Articles | Volume 1
https://doi.org/10.5194/ica-abs-1-209-2019
https://doi.org/10.5194/ica-abs-1-209-2019
15 Jul 2019
 | 15 Jul 2019

Analysis of Travel Patterns of Seoul Tourists by Trajectory Data Mining

Juyoon Lee, Youngok Kang, Nayeon Kim, Dongeun Kim, and Yearim Park

Keywords: Social Network Service, Flickr, Trajectory Data Mining, Marcov Chain, Apriori

Abstract. It is necessary to identify the preferences and characteristics of tourists for vitalizing the tourism industry, as the tourism industry is of the fast-growing industries in the economic sector. A trajectory of tourists, a movement of tourists over time, is a very valuable information since it shows tourism characteristics, such as the length of tourists’ visit, tourists’ preferred attraction, the time of arrival to specific tourist attractions, and the movements in between different tourists’ destinations. Earlier studies regarding the movements of tourists were conducted by surveys, or by analyzing the data derived from GPS devices that were handed out to the research areas. However, these approaches using surveys or GPS devices are not only time consuming and requiring a lot of time for the analysis, but also difficult to detect the actual travel patterns. Recently, advances in mobile technologies and multimedia have allowed large amounts of user-generated data, such as travel photos, to be created and shared. This expands the use of such data on tourism industry since it enables to extract and analyze the trajectory of users by using geotagged data that were uploaded on Social Network Services (SNS)(Vu et al. 2015; Zheng et al. 2012).

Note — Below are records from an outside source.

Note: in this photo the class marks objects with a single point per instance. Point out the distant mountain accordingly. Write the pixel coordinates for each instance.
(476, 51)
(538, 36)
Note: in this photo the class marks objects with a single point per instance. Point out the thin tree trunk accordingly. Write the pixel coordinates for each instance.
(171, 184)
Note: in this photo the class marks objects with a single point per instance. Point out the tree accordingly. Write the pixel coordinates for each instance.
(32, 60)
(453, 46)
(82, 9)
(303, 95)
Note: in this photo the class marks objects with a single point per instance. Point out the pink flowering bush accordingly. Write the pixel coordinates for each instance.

The purpose of this research is to analyze the movement pattern of tourists who visited Seoul by using Flickr data, which is one type of SNS. For this, we went through the following process. First, we collected the Flickr data and preprocessed. Second, we separated the visitors and residents from the collected data. Third, we selected the main tourist attractions. Fourth, we produced trajectory data targeting tourists. Lastly, we analyzed the movement characteristics of tourists using trajectories.